Section 2. Protecting Workers From COVID-19
Employers must comply with the following measures: (1) Social Distancing: The employer shall maintain 6 feet between workers, and between workers and customers, by using one or more of the following measures: Implementing flexible worksites (e.g., telework); Implementing flexible work hours (e.g., staggered shifts); Increasing physical space between workers at the worksite to six feet; Increasing physical space between workers and customers (e.g., drive-through, partitions, and limits to the number of customers in grocery stores , for example); Implementing flexible meeting and travel options (e.g., postpone non-essential meetings or events); Delivering services remotely (e.g. phone, video, or web); or Delivering products through curbside pick-up or delivery. Further, this should include reconfiguring spaces where workers congregate including lunch and break rooms, locker rooms and time clocks. (2) Face Masks and Plastic Face Shields: All workers shall be provided (free of charge) cotton face masks (double layer cotton) by their employer. All customers in grocery stores and pharmacies shall be required to wear face masks. Face shields shall also be made available by employers to workers. (3) Hand Sanitizing, Hand Washing and Gloves: Employers must provide hand sanitizers that are readily available in multiple locations in the workplace. Workers must have the ability to wash their hands with soap and water regularly. Gloves shall be provided by employers to workers who request them. (4) Regular Disinfection: Employers must clean and disinfect regularly all frequently touched surfaces in the workplace, such as workstations, touchscreens, telephones, handrails, and doorknobs. (5) Increase ventilation rates. Increase the percentage of outdoor air that circulates in the system. (6) Notification of Workers: If a worker is confirmed to have COVID-19 infection, the employer must inform fellow workers of their possible exposure to COVID-19 in the workplace while keeping the infected worker’s identity confidential as required by the Americans with Disabilities Act (ADA).

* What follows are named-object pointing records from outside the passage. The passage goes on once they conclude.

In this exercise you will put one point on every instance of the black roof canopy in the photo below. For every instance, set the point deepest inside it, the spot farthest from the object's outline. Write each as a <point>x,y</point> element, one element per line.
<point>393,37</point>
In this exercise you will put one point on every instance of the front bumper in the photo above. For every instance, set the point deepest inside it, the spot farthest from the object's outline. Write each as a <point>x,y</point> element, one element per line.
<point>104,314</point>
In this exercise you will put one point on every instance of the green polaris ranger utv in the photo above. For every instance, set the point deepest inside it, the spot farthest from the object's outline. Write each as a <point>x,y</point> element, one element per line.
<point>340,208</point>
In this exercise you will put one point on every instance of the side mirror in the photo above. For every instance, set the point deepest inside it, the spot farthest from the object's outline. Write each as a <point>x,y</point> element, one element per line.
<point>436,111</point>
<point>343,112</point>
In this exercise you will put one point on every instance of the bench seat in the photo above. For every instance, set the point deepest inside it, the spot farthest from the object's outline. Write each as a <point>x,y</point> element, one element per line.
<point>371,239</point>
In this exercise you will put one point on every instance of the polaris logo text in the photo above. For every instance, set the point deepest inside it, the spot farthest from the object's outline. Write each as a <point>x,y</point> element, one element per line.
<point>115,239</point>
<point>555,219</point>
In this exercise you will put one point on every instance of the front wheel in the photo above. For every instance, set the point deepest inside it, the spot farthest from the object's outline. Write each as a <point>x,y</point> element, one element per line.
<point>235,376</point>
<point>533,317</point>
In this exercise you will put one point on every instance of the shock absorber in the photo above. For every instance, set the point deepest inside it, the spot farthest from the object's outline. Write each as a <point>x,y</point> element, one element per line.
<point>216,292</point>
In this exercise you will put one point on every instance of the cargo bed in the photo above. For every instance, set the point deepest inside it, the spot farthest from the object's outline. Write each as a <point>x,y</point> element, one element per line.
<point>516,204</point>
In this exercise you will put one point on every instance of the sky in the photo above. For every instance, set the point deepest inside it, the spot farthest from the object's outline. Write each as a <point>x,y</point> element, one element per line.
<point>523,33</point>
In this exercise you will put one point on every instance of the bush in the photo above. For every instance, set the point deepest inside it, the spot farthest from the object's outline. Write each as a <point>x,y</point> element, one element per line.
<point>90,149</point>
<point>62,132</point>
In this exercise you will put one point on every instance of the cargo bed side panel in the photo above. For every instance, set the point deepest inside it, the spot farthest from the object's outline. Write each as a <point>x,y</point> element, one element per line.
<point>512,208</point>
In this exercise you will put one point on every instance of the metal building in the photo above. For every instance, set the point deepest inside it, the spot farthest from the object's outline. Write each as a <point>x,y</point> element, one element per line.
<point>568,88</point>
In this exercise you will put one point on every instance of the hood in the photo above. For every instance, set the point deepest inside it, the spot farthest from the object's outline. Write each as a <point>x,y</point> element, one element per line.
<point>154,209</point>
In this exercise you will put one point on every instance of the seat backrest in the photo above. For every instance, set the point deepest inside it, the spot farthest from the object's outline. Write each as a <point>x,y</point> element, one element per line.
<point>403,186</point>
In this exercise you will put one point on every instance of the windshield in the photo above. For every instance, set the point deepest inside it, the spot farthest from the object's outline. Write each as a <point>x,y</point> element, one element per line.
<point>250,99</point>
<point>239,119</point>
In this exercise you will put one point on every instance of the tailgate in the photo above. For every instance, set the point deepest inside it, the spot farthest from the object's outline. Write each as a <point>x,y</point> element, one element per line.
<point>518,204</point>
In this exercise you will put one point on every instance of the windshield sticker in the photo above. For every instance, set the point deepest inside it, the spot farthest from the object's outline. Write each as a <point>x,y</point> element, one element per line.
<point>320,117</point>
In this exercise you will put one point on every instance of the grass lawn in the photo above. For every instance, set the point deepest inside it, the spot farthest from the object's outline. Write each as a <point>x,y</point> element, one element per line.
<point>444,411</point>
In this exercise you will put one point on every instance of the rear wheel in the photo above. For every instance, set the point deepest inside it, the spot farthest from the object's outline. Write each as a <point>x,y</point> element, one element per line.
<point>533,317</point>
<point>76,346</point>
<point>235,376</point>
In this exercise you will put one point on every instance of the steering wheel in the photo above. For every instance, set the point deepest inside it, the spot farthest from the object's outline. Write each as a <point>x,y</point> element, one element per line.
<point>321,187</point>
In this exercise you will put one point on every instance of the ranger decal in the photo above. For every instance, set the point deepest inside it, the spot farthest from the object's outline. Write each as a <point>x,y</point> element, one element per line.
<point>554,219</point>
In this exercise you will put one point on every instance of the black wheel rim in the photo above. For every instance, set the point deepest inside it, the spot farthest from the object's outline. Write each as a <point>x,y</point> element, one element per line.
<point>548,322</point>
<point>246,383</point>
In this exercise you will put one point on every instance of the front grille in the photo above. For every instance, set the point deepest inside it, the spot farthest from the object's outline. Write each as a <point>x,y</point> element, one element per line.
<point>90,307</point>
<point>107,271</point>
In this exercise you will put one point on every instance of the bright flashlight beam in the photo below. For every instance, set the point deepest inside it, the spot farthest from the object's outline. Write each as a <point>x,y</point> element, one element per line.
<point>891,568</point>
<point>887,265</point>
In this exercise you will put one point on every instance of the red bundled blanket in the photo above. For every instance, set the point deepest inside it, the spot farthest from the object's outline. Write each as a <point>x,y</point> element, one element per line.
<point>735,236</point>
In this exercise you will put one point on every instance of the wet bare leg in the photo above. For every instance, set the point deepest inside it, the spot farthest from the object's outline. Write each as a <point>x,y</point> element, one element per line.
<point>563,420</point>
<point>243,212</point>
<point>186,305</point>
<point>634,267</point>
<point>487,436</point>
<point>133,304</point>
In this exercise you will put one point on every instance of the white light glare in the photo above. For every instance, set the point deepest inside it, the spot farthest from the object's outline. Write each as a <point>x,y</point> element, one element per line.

(7) Deep Cleaning after Confirmed Cases: If a worker is suspected or confirmed to have COVID-19, the employer shall close off workplace areas visited by the ill person. Open outside doors and windows and use ventilating fans to increase circulation in the area. Wait 24 hours or as long as practical, and then conduct cleaning and disinfection as directed by CDC Cleaning and Disinfection for Community Facilities guidelines. References: https://www.cdc.gov/coronavirus/2019- ncov/community/guidance-businessresponse.html; https://www.cdc.gov/coronavirus/2019- ncov/prevent-getting-sick/cloth-face-cover.html (employers must provide masks that are at least as protective as the more protective masks made from two layers of cotton sheet); https://www.cdc.gov/coronavirus/2019- ncov/community/organizations/cleaningdisinfection.html; https://www.osha.gov/Publications/OSHA3990.pdf
• Since OSHA has failed to adopt a COVID-19 standard, or any infectious disease standard, to protect workers, states and even cities, can act to adopt such standards.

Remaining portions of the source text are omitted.